Nothing to do with MIDI, so far.

I will get access to a Digitone tomorrow, and I’m very curious if it will indeed work as proper 8+ sound/8 voice drummachine, triggered over the multi-map MIDI channel, so I will try programming, like, 12 drum sounds over a key range (in multi-map mode), and then going to full finger-drumming fun, with Digitone doing the voice allocation, which could also then be sequenced from another device like a Digitakt or, connecting MIDI output to input on the Digitone (loopback trick) and with setting up proper MIDI channels, also recorded in realtime to internal MIDI tracks.

This would not work properly with sustained (holding notes) sounds, because you can’t have different note lengths (or velocities) for the polyphonic notes recorded or sequenced on a single step, but for drums, it should be good.

The OPSix can do this because it allows setting each operator to carrier. So in that case, it gives the impression of 6 ‘voices’, but it’s one ‘voice’ because a voice is the summation of all the oscillators/operators that are triggered with one note.

The Digitone maxes out at 3 waves per voice with one of it’s algorithm setups that features 3 carriers and one modulator.
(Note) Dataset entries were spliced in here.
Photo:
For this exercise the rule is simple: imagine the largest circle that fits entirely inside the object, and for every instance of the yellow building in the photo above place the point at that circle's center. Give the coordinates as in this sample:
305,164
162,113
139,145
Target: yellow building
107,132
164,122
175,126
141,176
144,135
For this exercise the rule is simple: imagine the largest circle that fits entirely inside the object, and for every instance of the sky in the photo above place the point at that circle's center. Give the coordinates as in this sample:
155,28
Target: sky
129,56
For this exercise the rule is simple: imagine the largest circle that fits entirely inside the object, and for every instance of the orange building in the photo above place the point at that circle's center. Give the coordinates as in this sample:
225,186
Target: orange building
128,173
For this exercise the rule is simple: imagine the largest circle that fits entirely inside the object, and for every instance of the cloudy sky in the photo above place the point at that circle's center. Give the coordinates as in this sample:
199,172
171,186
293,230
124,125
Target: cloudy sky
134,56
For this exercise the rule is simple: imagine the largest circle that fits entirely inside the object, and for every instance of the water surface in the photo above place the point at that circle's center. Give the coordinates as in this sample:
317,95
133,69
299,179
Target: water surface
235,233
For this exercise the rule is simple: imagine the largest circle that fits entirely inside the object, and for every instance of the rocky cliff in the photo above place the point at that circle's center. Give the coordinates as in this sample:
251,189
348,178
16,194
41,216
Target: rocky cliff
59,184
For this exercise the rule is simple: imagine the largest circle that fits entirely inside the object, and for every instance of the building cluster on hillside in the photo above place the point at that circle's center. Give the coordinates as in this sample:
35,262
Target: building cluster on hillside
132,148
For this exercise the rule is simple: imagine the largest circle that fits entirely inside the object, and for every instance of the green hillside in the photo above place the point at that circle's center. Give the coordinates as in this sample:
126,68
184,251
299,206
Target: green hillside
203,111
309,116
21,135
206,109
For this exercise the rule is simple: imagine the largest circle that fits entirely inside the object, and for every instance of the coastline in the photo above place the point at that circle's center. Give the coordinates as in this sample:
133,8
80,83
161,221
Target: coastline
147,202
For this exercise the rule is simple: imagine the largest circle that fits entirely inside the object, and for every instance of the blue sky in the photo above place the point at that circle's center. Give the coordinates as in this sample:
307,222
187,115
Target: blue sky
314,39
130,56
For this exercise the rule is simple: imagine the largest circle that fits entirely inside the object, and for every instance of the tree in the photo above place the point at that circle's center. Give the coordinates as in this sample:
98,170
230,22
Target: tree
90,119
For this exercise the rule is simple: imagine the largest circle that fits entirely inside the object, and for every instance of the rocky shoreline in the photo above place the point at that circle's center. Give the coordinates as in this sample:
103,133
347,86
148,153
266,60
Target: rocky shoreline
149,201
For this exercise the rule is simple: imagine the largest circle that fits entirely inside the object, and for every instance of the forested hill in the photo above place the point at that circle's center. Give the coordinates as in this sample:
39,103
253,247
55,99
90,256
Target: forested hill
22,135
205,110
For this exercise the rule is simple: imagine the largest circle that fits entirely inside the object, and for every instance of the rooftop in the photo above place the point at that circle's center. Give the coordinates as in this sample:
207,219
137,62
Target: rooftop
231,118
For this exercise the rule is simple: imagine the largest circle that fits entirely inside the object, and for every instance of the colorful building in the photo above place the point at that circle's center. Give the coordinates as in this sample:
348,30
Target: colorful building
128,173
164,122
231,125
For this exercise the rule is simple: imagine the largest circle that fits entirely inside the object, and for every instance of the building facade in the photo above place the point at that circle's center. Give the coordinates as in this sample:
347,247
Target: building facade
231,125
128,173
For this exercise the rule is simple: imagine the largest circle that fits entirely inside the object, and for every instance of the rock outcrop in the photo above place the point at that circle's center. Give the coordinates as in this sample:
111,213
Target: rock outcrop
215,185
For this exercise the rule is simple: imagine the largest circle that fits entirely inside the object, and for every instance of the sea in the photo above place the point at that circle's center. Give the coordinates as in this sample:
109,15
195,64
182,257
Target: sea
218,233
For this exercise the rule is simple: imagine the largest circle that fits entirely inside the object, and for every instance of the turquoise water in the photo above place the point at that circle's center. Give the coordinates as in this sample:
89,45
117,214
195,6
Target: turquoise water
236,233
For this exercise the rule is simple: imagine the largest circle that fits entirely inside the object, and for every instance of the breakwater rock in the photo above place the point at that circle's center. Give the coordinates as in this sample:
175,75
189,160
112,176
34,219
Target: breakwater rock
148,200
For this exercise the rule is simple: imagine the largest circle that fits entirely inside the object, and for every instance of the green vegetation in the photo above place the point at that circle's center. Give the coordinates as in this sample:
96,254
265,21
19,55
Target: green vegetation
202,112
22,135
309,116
Other than that, each ‘voice’ can be completely different, with it’s own LFO timing, filter settings, algorithm, etc. And there’s 8 voices. TRACKS limit how one can use the voices, so maybe that’s what you’re asking. 4 tracks can still fire off all 8 voices (playing a chord, or arppagio with ‘tails’ to the voice where they overlap individually, or to slam out 8 different timbres at once, you can use microtiming to trigger up to 3 different timbers at the same time on one track and do this until you run out of available voices.